Neither the politicians nor judges are keen to explore these issues. Other, less invasive tests, can pick up abnormalities at around twenty weeks, but, according to Hughes, specialists differ widely on what course they will take. Some will recommend an abortion for any abnormality, others will only agree to one if the foetus is unlikely to survive birth and, even in sucg cases, some suggest that the woman may find it comforting to prepare a proper funeral so that she can feel supported in her grief when her pregnancy is completed.
The extent of the mess and confusion may become clear this month.
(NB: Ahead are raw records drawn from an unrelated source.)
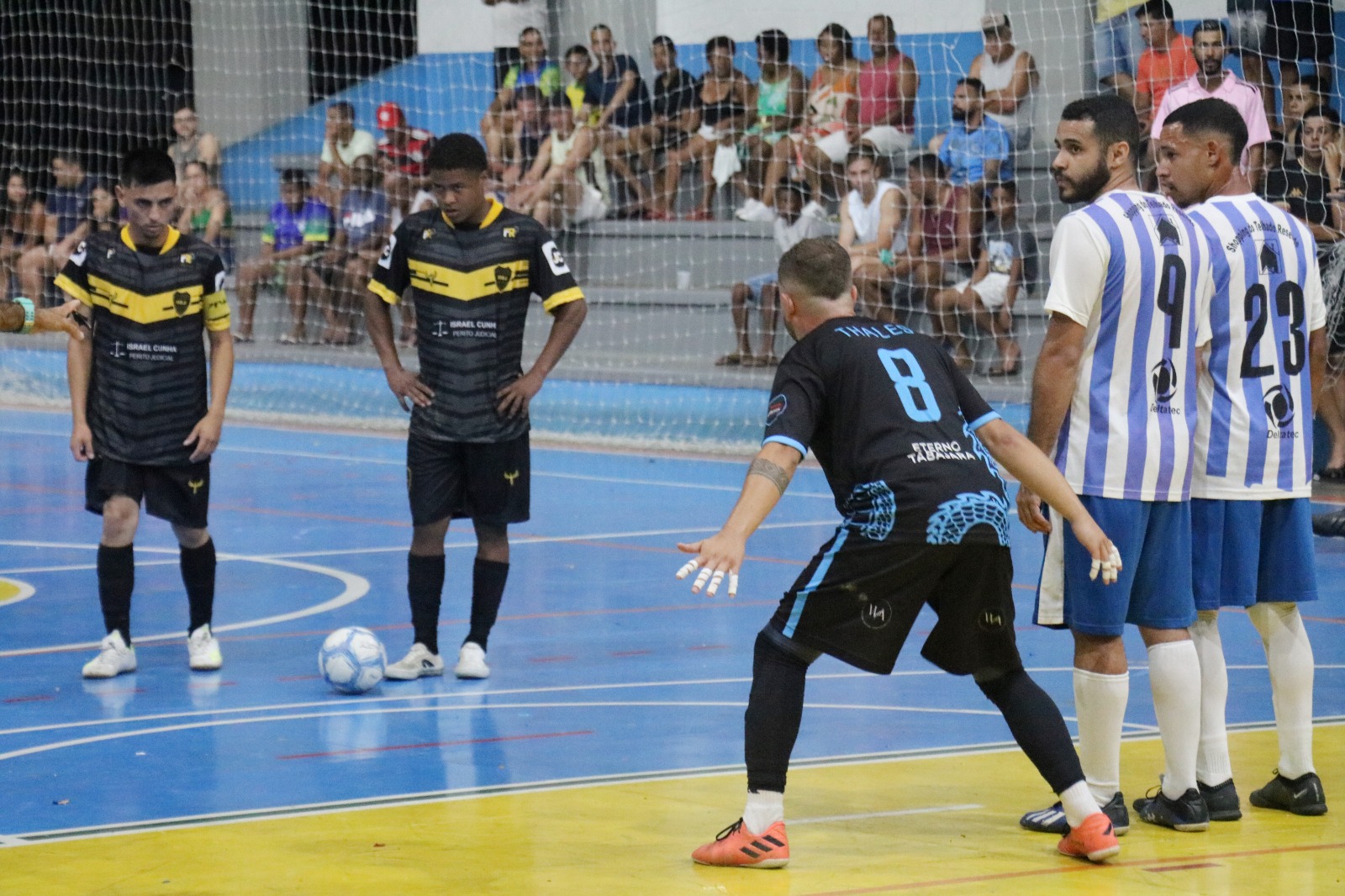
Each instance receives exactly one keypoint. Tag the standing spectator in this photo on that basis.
(782, 100)
(65, 224)
(299, 226)
(618, 93)
(1010, 78)
(1168, 60)
(1214, 81)
(193, 145)
(342, 145)
(20, 226)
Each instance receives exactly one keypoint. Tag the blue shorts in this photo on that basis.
(1154, 586)
(1250, 552)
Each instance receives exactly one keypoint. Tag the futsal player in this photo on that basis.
(1114, 398)
(147, 408)
(1253, 483)
(907, 445)
(471, 266)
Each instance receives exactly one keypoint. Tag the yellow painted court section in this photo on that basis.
(636, 838)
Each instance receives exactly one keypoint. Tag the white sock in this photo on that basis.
(1290, 658)
(1212, 763)
(764, 809)
(1078, 802)
(1100, 705)
(1174, 676)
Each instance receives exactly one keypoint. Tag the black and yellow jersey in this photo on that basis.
(471, 288)
(148, 385)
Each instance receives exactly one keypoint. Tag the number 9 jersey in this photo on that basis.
(1254, 439)
(1134, 271)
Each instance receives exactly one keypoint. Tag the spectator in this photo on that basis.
(618, 93)
(20, 226)
(795, 224)
(1010, 78)
(782, 101)
(206, 213)
(533, 71)
(65, 224)
(1168, 60)
(674, 114)
(1214, 81)
(1008, 266)
(342, 145)
(873, 230)
(343, 269)
(1116, 46)
(565, 186)
(193, 145)
(299, 226)
(724, 98)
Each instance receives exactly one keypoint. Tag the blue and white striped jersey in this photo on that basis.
(1134, 271)
(1254, 434)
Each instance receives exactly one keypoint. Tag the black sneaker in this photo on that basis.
(1302, 795)
(1221, 801)
(1187, 814)
(1052, 821)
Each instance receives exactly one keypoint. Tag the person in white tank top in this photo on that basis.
(1010, 78)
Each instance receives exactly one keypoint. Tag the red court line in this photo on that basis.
(443, 743)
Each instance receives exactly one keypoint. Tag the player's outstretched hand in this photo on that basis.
(408, 385)
(716, 557)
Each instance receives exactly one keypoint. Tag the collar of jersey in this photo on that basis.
(174, 235)
(488, 221)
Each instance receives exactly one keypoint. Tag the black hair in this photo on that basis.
(457, 152)
(147, 167)
(1212, 116)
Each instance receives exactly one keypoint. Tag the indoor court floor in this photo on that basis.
(605, 746)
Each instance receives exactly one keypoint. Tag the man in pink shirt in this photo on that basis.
(1210, 47)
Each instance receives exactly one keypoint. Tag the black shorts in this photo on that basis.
(858, 602)
(451, 479)
(178, 494)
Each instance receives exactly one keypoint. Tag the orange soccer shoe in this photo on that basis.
(1094, 840)
(736, 846)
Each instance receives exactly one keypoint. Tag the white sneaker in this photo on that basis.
(203, 650)
(417, 662)
(113, 658)
(471, 662)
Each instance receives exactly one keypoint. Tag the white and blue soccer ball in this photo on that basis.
(353, 660)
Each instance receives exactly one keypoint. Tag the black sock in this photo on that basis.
(775, 710)
(198, 575)
(116, 582)
(424, 587)
(1036, 724)
(488, 591)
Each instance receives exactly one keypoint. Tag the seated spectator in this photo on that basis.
(1167, 61)
(724, 98)
(1010, 80)
(618, 93)
(65, 224)
(193, 145)
(342, 145)
(206, 213)
(403, 154)
(873, 230)
(782, 100)
(795, 224)
(299, 226)
(20, 226)
(343, 269)
(1006, 266)
(565, 185)
(674, 114)
(533, 71)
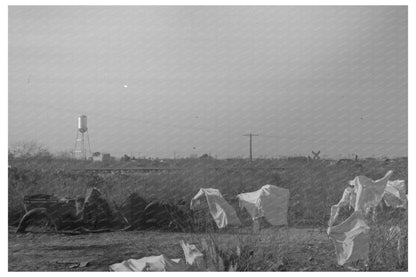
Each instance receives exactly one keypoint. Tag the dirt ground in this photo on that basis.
(304, 249)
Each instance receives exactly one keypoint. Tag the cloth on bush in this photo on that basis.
(369, 192)
(269, 201)
(96, 213)
(362, 194)
(351, 239)
(347, 199)
(192, 254)
(222, 212)
(395, 194)
(152, 263)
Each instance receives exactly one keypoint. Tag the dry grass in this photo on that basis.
(314, 187)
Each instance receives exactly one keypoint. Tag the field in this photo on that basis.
(314, 186)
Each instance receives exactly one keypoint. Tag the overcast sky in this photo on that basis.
(194, 80)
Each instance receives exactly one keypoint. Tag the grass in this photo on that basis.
(314, 187)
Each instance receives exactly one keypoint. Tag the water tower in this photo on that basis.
(80, 150)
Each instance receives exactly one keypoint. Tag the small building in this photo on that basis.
(102, 157)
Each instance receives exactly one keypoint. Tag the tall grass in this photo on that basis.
(314, 187)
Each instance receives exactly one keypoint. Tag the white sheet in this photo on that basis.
(269, 201)
(222, 212)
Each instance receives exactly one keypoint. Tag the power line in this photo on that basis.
(251, 144)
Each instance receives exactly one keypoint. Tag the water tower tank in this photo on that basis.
(82, 123)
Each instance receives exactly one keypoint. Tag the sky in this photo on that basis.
(164, 81)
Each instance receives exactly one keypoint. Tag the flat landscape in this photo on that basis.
(302, 246)
(310, 249)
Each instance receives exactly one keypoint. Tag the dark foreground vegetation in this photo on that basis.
(314, 186)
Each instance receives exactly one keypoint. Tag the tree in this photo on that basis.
(29, 149)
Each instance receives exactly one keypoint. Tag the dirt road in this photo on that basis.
(303, 249)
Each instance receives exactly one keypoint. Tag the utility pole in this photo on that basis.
(251, 144)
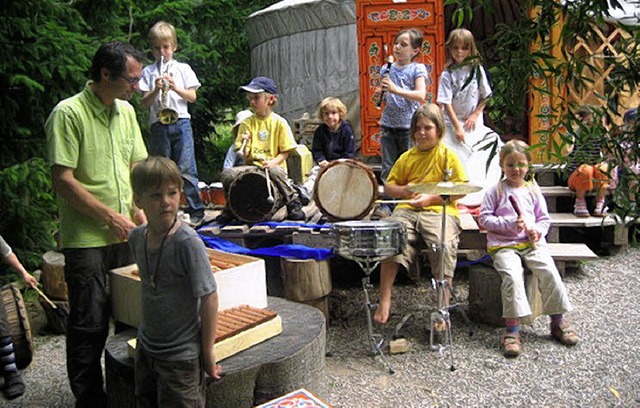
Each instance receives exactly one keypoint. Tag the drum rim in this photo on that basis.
(353, 163)
(277, 204)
Michael McGimpsey, the Stormont Health Minister, is due to present draft guidelines on abortion to the Assembly's health committee. But on 22 October, Diane Abbott, the Labour MP for Hackney in London, will attempt to extend the British 1967 Abortion Act to Northern Ireland through an amendment to the Human Fertilisation and Embryology Bill.
We could write the script now for the Westminster debate. When a similar move was mooted in July, Gordon Brown moved against MPs backing it. There is a strong suspicion that his cracking the whip may have been a thank you for the support of the nine DUP members in passing anti-terror legislation a month earlier. Now Labour whips are telling backbenchers that if the 1967 Act is extended to Northern Ireland it could damage the peace process.
This is such arrant nonsense that no Northern Ireland MP would have the cheek to make that point locally. Instead they will say that the matter should be left to the Assembly even though it has no competence to legislate on abortion because the DUP has vetoed the devolution of policing and justice powers.
Resistance to British interference seems an unlikely cause for unionists. It is especially rich since, just a few months back, Northern Ireland MPs voted for an unsuccessful move to reduce the threshold for abortion in England to 12 weeks.
Westminster can afford to call their bluff on this one; and it should.